Lower Mount Fromme – Getting Started
Search for Mountain Hwy Parking to find the trailhead. It’s the same spot you’d park for Kennedy Falls or to reach this part of the Baden Powell trail. There is a large map at start of the walk, so you can double check your route. Then, head off on the Big Cedar trail before turning left to climb up the Kirkland trail.
Fancy bike ramps
As soon as you get going along this hike, you’ll start to see the fun-looking bike ramps along the trail. In most cases there are two routes; A zig-zag trail to allow people to cycle uphill (we walked on that). As well as slides, ramps and jumps for the descent.
Plants on Lower Mount Fromme
Some sections of the trail are new-ish second growth forest, so they don’t have much vegetation at ground level.
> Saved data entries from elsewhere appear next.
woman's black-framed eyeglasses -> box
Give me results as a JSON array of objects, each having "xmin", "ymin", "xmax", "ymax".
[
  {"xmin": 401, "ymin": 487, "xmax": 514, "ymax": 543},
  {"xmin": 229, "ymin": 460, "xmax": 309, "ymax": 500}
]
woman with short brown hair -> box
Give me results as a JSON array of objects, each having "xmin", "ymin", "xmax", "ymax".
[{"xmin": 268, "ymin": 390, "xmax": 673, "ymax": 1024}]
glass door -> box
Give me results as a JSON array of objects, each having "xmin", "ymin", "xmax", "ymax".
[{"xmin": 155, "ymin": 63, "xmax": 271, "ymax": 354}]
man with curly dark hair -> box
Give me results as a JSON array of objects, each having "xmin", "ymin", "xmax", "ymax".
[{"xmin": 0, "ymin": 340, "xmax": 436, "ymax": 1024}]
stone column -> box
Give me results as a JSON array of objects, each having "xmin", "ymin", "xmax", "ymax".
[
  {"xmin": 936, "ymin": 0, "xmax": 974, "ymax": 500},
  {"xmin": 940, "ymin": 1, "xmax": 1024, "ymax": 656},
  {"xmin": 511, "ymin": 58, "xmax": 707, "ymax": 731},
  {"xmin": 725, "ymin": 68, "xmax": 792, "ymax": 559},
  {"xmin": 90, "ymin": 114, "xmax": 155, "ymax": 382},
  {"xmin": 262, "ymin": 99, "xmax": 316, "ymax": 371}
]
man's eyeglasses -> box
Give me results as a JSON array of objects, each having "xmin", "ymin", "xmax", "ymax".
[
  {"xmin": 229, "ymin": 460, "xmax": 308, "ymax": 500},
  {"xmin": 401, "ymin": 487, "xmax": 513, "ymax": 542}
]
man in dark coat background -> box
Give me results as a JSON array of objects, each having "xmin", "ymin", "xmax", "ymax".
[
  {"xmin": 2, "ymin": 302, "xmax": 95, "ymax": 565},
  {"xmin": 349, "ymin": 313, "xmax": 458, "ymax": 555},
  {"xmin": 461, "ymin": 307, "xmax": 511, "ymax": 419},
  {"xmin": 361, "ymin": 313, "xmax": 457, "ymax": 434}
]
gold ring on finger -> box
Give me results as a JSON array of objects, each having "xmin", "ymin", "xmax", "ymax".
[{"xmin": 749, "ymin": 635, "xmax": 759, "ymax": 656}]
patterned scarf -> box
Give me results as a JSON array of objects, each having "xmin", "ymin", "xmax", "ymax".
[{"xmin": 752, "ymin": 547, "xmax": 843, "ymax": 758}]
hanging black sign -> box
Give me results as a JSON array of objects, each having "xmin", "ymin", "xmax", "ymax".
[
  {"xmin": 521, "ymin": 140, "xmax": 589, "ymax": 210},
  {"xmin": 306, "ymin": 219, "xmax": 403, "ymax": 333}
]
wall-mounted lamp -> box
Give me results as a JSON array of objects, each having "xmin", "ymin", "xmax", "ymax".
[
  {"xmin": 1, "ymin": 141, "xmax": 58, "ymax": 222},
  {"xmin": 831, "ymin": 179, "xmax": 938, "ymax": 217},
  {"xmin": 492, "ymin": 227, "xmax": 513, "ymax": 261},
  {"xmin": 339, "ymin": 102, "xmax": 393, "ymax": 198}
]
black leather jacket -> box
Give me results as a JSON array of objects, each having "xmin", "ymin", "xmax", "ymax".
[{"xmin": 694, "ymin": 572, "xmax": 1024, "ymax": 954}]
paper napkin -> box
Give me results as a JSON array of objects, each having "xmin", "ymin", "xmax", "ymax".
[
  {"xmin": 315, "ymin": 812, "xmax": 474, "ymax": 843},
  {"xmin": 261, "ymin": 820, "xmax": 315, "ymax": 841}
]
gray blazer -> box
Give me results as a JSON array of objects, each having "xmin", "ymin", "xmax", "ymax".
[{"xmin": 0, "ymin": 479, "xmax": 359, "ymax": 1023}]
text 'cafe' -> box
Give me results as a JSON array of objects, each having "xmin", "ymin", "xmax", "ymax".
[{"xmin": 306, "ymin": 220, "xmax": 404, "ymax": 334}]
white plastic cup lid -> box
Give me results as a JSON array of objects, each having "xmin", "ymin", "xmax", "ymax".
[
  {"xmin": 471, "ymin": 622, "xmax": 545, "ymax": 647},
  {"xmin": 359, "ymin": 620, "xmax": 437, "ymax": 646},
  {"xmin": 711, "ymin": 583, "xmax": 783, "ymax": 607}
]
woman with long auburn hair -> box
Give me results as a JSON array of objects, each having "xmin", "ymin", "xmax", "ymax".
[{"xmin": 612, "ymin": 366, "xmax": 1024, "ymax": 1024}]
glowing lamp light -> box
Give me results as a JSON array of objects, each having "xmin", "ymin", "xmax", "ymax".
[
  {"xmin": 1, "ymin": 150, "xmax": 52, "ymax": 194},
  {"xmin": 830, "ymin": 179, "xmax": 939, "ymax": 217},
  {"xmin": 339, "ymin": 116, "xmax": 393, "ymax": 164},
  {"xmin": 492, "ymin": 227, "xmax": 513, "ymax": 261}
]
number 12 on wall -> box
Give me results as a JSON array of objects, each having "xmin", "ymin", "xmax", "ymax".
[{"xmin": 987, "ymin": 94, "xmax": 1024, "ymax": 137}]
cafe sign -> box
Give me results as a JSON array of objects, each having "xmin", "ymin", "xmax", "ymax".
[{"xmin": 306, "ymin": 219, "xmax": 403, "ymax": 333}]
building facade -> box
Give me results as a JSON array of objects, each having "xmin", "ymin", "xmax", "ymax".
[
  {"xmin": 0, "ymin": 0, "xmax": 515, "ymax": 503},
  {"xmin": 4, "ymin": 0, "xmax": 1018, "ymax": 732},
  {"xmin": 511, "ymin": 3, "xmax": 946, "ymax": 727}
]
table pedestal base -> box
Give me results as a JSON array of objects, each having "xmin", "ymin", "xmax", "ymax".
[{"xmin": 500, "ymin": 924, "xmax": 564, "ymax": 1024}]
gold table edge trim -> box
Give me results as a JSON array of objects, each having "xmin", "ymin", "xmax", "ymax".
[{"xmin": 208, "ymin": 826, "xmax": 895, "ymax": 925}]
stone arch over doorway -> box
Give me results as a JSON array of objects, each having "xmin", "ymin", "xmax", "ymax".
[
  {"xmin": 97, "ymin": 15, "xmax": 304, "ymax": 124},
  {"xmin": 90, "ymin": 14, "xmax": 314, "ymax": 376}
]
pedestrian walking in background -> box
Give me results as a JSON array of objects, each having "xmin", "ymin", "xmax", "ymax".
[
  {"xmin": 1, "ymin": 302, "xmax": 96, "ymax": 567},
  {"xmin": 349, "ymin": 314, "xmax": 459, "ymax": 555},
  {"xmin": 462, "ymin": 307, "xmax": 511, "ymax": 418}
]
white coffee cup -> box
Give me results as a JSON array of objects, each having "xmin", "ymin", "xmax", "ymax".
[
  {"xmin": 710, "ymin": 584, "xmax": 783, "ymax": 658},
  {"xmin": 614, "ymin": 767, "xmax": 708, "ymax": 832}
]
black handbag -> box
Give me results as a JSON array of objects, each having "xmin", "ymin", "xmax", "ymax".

BUT other sections are covered in ferns and huckleberries.
In springtime, there was also plenty of skunk cabbage in the marshy areas.
Old Growth trees
The character of the forest changes several times as you wander through Lower Mount Fromme. I love the moments when the trail passes old Growth trees like this…
How busy is Lower Mount Fromme?
Obviously we didn’t visit on a particularly beautiful day, but we didn’t see a single other hiker on this walk. There were quite a few cyclists (and more arrived later in the afternoon.) Still, it was pretty amazing that such a pretty (and interesting) trail could be so quiet.
Into the mist
Vancouver’s North Shore Mountains often get misty, even when the rest of the city has clear skies. We loved that as we hiked higher, we found ourselves in this eerie, mist-filled forest.
Good for soggy days
One fantastic thing about this route is that even on wet days, the ground was not very waterlogged along the trail. I think this is because the bike trails have been built so well with rocks or boards to stop the trail from being eroded into a muddy mess. I don’t mind a bit of mud, but it was a nice surprise to stay relatively clean.
Once you’ve made it to the top of the trail, you can follow the Grouse Mountain Highway back down to the trailhead. Or, if you want to keep going, you can continue to the top of Mount Fromme. This part of the walk is much easier to follow (and to hike along), even in the mist. The trail is wide, not steep and is perfect to run down if you want to make it easier on your knees.
These are a couple of photos along the Grouse Mountain Highway. The first photo was just a large puddle by the trail. The second just gives you an idea of how straight and level it is. Lots of cyclists cycle up this route, then zoom down the fun, steeper routes in the trees.
We visited in the spring when snow was just starting to melt above on Mount Fromme, so the creeks were gushing and we saw quite a few waterfalls. None of these have names… just keep an eye out as even if they are not famous, it’s always fun to find waterfalls.
If you want a big waterfall, take the other trail to Kennedy Falls!
We liked running down the Grouse Mountain Highway, but in the end, we also liked the look of some of the lower trails back to start. In the end we hiked down this small section of Floppy Bunny trail because it looked so pleasant.
Marc and I both really enjoyed this little hike. It was nice to get outside despite the weather. Plus as this trail is so short, it allowed us to be lazy and sleep in before heading out to stretch our legs. What do you think? Would you consider adding the Lower Mount Fromme area to your list of hikes, or do you prefer to visit the more famous options nearby?